В телеинтервью Астафьев говорил Караулову: ты знаешь, что такое писательство? Это — когда я буду помирать, и то буду думать: так ли я написал про смерть?
А про смерть он писал много. Гибнут почти все любимые герои Астафьева, выживает только протагонист, рассказчик. Не только чтобы рассказать, засвидетельствовать, но и чтобы доказать неиссякаемую, великую русскую живучесть. Он ценил это качество, воспитанное в нем еще детдомом: ценил умение примоститься к земле, чтобы не убило, умение завернуться в шинель, чтобы согреться. «Меня не съешь — спереди костист, сзади говнист». Это была его поговорка.
Перед смертью Астафьев успел получить последний подарок от коммунистов-земляков — местная Дума отказала ему в повышенной пенсии. Астафьев комментировал это событие в своей манере, мат у него был виртуозный, теперь мало кто так умеет. Ему и не было ничего от них нужно, сам сроду ни о чем не попросил. А впрочем, это и впрямь был подарок: семидесятисемилетний, маститый, при жизни названный великим, переведенный на все европейские языки, патриарх и главная достопримечательность Сибири, — он оставался живым, активно работающим, опасным. Оттого каждая новая его вещь вызывала не просто споры, но драки. Как он может — с такой злобой, с такой яростью? Да наша великая гуманистическая традиция... просветление... катарсис... Этот же — чистая месть, натурализм, чудовищные подробности, кипящая желчь, грубейшая лексика... Война без героизма, Сибирь без ее красот, деревня без умилительной корневой духовности...
Они кое-чего не понимали, его оппоненты из разных станов. Им невдомек было, что он не деревенщик, не сусальный патриот и не певец народного патриотизма. Он был тончайшим эстетом, бог весть как сформировавшимся в детдоме и окопах. Обладал фантастической чувствительностью и немилосердной памятью. И то, что стало для множества его забитых, спившихся, смирившихся земляков нормальным фоном жизни, для него было вечной незаживающей язвой. Россия научилась умиляться своей нищете и грязи, пускать фальшивую слезу над миллионами своих загубленных детей — а он не хотел. Он предъявлял счет. Он знал, каким задуман русский человек, и с жгучей обидой смотрел на то, во что этот человек превратился. А потому Астафьев и не вписался ни в одну обойму.
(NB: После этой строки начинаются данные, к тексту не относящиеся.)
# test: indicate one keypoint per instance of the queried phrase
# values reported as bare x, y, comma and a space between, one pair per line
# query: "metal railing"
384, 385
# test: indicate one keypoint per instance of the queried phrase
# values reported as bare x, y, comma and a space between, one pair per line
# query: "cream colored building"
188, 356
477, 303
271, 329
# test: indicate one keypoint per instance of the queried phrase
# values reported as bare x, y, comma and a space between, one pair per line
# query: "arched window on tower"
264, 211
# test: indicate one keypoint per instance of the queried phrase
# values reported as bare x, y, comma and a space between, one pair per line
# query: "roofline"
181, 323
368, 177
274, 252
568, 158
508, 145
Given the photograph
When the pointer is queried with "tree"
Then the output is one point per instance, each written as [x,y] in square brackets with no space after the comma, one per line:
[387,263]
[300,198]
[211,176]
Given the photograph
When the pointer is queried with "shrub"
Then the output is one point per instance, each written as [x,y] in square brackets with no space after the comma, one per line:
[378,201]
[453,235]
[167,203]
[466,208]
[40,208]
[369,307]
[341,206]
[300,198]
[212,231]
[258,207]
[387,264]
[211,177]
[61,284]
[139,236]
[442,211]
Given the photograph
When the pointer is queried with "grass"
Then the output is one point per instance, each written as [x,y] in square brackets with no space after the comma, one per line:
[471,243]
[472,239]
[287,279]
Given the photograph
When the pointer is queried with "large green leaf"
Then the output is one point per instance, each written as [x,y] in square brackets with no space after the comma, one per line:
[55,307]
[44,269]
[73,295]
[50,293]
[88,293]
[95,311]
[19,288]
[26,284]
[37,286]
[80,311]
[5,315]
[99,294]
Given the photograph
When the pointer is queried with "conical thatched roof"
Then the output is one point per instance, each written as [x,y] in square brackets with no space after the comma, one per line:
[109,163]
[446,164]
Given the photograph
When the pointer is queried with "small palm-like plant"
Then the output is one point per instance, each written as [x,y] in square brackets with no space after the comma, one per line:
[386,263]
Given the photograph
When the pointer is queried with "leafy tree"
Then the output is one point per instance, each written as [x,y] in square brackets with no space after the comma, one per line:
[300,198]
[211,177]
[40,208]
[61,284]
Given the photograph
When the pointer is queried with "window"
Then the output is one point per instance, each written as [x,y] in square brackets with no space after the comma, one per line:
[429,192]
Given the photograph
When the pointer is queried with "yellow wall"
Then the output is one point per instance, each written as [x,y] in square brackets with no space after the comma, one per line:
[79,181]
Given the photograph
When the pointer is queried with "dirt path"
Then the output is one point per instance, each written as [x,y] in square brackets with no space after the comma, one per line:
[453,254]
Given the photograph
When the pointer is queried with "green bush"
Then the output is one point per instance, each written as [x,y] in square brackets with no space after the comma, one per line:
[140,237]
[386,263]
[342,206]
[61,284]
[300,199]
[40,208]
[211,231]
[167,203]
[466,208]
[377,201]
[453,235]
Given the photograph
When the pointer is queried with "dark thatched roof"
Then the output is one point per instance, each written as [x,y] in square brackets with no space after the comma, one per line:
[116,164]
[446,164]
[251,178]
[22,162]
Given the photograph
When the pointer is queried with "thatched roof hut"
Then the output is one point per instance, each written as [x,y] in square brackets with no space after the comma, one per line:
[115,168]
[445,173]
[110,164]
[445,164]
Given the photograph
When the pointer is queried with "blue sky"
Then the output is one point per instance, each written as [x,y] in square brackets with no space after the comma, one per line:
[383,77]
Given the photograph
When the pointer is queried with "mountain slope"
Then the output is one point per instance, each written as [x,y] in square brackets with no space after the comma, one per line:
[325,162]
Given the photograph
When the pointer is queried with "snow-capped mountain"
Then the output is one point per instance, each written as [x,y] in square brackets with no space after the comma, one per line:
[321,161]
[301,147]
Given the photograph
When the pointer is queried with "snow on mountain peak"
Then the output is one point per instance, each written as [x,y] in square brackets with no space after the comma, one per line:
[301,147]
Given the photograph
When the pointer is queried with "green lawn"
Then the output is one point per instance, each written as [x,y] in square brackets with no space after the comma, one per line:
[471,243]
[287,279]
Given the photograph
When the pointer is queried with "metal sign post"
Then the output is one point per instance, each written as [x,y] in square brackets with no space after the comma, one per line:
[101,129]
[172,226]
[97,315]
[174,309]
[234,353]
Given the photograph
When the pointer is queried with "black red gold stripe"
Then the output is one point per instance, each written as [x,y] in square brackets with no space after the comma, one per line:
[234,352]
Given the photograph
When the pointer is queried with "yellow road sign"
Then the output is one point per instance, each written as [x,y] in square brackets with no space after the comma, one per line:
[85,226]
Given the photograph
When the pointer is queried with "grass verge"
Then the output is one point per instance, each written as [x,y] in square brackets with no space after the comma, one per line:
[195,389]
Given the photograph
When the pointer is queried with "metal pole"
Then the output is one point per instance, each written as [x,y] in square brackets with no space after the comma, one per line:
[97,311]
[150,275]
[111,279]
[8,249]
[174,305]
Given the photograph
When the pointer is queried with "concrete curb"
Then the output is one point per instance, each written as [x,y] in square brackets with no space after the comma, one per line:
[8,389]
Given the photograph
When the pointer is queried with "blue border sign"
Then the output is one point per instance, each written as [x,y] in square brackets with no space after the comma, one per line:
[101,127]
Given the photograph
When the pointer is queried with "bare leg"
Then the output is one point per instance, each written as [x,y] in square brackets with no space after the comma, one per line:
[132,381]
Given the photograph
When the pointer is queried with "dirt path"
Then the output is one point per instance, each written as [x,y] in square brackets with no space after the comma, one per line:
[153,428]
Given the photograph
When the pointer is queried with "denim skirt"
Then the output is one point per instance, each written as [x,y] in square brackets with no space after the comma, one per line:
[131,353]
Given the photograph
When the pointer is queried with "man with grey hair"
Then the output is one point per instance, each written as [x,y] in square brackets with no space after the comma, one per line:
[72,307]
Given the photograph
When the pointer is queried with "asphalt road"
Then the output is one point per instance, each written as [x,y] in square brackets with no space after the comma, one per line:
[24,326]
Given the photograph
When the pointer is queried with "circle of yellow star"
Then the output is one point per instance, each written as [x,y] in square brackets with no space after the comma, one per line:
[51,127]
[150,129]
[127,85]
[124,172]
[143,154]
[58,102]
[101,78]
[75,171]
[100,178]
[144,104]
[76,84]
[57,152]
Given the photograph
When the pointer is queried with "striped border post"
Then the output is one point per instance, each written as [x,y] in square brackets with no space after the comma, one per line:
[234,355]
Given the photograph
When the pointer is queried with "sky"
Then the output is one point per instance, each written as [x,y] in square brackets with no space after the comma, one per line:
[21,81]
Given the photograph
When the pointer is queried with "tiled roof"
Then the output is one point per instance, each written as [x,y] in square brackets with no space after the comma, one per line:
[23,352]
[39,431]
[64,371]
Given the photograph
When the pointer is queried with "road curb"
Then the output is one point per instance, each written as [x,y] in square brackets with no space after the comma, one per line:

Теперь он навеки вписан в единственный ряд, в котором ему стоять не зазорно: в ряд больших русских писателей, спасавших честь своей страны в страшное для нее время. Для всех, кто еще хочет жить в этой стране и работать в ее литературе, он остается вечным примером мужества и гордости. И еще — веселья. Он был веселый солдат.